Like nowhere else on earth

PHOTOS: Micky Hoyle | PRODUCTION: Mark Serra | WORDS: Paul Duncan


A new house has emerged from the fertile land outside barrydale, yet it appears to have always rested under the protection of the surrounding mountains.

For years the impression many people had of the Karoo was formed by what they could see from a car window as it sped up the N1 from Cape Town to Johannesburg. You simply went in at one end, held your breath, and left as quickly as possible from the other side. A hot, grey blur, in other words – an impression confirmed even by the view from the window of a plane passing overhead.

Five years ago Richard Butt might have agreed: ‘It was the last place on earth I’d ever have wanted to live, let alone build a home’.

Yet not only does this busy former director of Woolworths now live in the Karoo, but he farms there too, and he cannot imagine why it took him so long to see the light. There are lots of us like him but, unlike him, we haven’t yet taken the plunge. Richard bought several hectares in rugged Lemoenshoek outside Barrydale; brought in bulldozers and front-end loaders; hired builders, carpenters, electricians and a plumber; moved rock; dug dams; built walls and, with eight gardeners, relandscaped his veld; removed alien vegetation; planted trees and reintroduced a small herd of springbok.

And a home went up that, strangely enough, looks as if it has always been there. Voëlvlei it’s called, and it is the kind of home you dream about if the Karoo is your idea of heaven.

Built in the Klein Karoo vernacular, it is a U-shaped building with a high parapet along the front concealing the lean-to roof. Many similar houses – some of them quite old – can be seen along the R62 from Montagu, 70km away, to Barrydale.

At the front, massive sash windows face the deeply folded foothills of the Langeberg mountains, while at the rear the house is protected by the pyramid-like cone of a small kaolin mountain and a rocky cliff that looks like the backdrop in a Spaghetti Western. Four bedrooms with four bathrooms and a massive sitting room and kitchen give the building its size. It looks like a farmhouse for a family of eight.

Sustainability begins at home

What’s most extraordinary about Voëlvlei is that it is utterly at one with its location. Everything used in its construction was made here, mostly by hand using local know-how. The bricks were fired locally from Barrydale clay, while the dry-packed stone walls, built of slate from the farm and used to enhance its façade and encircle the vegetable garden, were built using a technique imported to the district by Italian prisoners of war in the 1940s.

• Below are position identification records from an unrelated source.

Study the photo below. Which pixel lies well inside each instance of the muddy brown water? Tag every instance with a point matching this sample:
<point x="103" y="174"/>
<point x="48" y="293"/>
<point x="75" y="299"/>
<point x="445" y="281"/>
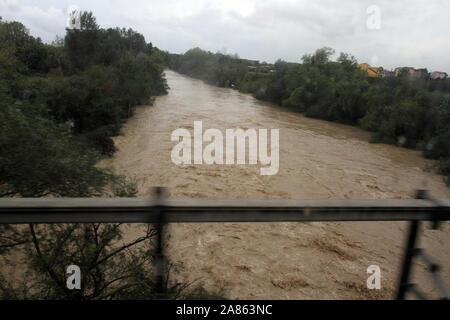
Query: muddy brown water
<point x="318" y="160"/>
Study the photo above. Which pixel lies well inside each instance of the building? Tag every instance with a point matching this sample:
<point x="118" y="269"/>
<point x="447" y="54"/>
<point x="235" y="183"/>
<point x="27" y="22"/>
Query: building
<point x="371" y="71"/>
<point x="411" y="73"/>
<point x="375" y="72"/>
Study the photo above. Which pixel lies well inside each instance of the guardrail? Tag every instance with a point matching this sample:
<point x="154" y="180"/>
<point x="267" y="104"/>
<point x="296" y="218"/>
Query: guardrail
<point x="161" y="211"/>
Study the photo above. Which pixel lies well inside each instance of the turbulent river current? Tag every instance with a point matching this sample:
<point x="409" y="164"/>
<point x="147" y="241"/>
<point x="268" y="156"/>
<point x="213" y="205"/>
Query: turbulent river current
<point x="317" y="160"/>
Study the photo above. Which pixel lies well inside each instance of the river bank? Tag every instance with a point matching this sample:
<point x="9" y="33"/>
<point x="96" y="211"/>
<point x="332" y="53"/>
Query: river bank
<point x="318" y="160"/>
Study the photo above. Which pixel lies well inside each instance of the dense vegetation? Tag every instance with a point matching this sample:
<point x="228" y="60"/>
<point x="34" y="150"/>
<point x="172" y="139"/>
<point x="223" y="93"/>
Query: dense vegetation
<point x="398" y="110"/>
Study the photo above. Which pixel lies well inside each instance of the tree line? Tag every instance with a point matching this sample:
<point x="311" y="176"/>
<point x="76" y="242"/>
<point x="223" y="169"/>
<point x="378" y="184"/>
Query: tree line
<point x="412" y="113"/>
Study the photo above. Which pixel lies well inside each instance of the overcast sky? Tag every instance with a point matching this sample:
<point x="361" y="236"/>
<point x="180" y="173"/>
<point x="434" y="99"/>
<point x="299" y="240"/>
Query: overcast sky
<point x="412" y="33"/>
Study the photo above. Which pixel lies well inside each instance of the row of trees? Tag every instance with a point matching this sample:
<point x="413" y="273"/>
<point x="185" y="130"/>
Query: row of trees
<point x="411" y="113"/>
<point x="60" y="105"/>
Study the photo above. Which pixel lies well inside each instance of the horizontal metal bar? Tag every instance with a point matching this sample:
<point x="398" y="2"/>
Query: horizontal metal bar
<point x="138" y="210"/>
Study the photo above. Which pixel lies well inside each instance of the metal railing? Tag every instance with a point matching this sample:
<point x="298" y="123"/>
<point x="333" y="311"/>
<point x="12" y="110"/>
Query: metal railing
<point x="160" y="211"/>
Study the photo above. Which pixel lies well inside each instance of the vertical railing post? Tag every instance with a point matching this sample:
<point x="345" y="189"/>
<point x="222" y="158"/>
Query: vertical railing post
<point x="403" y="284"/>
<point x="160" y="258"/>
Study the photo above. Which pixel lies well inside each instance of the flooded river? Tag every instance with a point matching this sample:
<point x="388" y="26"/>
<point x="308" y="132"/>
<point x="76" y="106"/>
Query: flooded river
<point x="318" y="160"/>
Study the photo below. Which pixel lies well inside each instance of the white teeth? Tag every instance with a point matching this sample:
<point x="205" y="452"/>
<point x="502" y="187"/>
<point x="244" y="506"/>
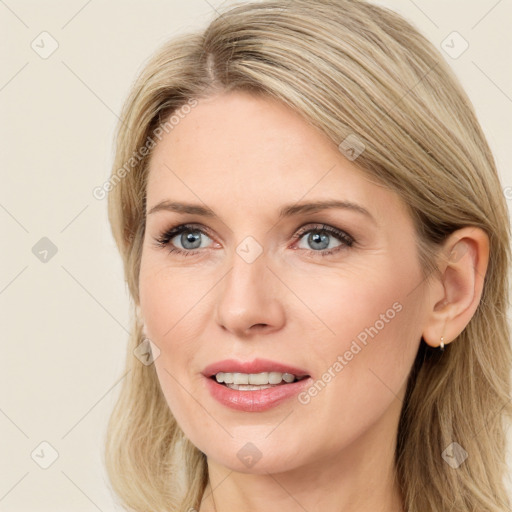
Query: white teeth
<point x="254" y="379"/>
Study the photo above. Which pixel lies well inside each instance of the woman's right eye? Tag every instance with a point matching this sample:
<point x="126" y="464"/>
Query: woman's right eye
<point x="187" y="235"/>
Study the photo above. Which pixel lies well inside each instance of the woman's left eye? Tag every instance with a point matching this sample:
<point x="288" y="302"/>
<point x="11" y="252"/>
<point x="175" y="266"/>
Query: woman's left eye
<point x="319" y="237"/>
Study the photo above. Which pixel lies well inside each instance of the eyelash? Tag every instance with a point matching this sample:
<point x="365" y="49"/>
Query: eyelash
<point x="346" y="239"/>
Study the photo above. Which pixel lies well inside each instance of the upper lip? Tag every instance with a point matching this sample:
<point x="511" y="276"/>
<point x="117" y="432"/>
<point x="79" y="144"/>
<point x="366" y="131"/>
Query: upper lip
<point x="255" y="366"/>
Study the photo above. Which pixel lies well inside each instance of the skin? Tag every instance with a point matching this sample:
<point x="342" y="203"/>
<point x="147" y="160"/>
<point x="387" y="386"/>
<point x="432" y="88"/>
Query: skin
<point x="245" y="157"/>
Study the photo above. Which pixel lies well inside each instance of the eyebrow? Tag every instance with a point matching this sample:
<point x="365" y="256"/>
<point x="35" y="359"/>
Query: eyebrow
<point x="284" y="212"/>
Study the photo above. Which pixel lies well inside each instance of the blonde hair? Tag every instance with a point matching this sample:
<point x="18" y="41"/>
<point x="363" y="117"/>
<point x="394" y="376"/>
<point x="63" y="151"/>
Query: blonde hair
<point x="351" y="69"/>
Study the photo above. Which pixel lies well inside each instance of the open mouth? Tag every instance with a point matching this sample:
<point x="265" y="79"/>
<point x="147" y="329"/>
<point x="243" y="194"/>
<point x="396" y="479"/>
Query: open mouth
<point x="255" y="381"/>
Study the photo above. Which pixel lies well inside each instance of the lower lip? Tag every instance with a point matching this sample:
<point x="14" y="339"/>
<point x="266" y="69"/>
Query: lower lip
<point x="257" y="400"/>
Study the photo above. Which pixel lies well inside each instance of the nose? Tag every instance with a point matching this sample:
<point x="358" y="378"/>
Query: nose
<point x="250" y="299"/>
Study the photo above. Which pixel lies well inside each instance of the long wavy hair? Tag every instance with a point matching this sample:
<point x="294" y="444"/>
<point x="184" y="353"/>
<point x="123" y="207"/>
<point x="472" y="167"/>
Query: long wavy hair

Building projects such as this one keep it alive. Elsewhere – and most noticeably on the entrance façade – the plaster is a mixture of mud and lime, resulting in an ochre colour that is one of the most characteristic features of the building.

The slate lintels above doors and windows are reused fencing posts and milestones that once littered the veld or lined country roads in the area. One or two of them, at 2m long, weigh in at 300kg. Roof supports are gum, cut from trees in the river at the bottom of the property, while Spanish cane (Arundo donax) from a nearby vlei has been used for ceilings. Floors are simple, traditional Karoo polished cement, cool in the summer and easily heated by huge log fires in the winter.

Old wooden windows and doors in Oregon pine were rescued from building lots up and down the Karoo and restored by Chris Jansen, whose workshops outside neighbouring Riversdale are one of the region’s best-kept secrets.

Anybody entering this building for the first time will have a tremendous emotional response to it. Built by hand with handmade materials, its scale and proportion are quintessentially humane. Nothing is too big, too high or too wide.

‘My Cape Town friend and architect, Anton de Kock, helped draw up the plans and he saw to that,’ says Richard.

When we admire old Karoo farmsteads and wish we also owned one, this is what lies at the heart of our longing. Buildings such as this rattle our soul. And in a reversal of the progression that farming communities in the Karoo have made from land to city, Richard, with guidance and help from his neighbouring farmer, Andrew Whittingdale, who supervised the building work, got it absolutely right.

Truly a unique setting

But why here, at Lemoenshoek?

There are the mountains and there is the village of Barrydale, nearby. The people are friendly – the Karoo has a reputation for being a hospitable place. But there’s much, much more.

‘Have you ever seen an entirely natural landscape lit by moonlight? The mountain is washed by layers of light and there are the most enormous starlit skies above. What with all the light pollution everywhere else, there’s hardly anything like this anywhere else on earth,’ says Richard.

And that’s just at night. During the day, the full panorama of Klein Karoo veld stretches for miles into the distance between the Langeberg to the left and a low range of hills to the right that climax in the Towerkop peak a few kilometres away, overlooking Ladismith.

And there’s the possibility on this small patch of virgin earth to be utterly organic. Richard has tamed a section of veld and coaxed out of it a vegetable garden filled with strawberries, artichokes, rhubarb and pumpkins.

The whole place is rudely fertile. Best of all, it presents the opportunity to practise what he’s preached for so many years: that the key to the whole issue of sustainability begins at home.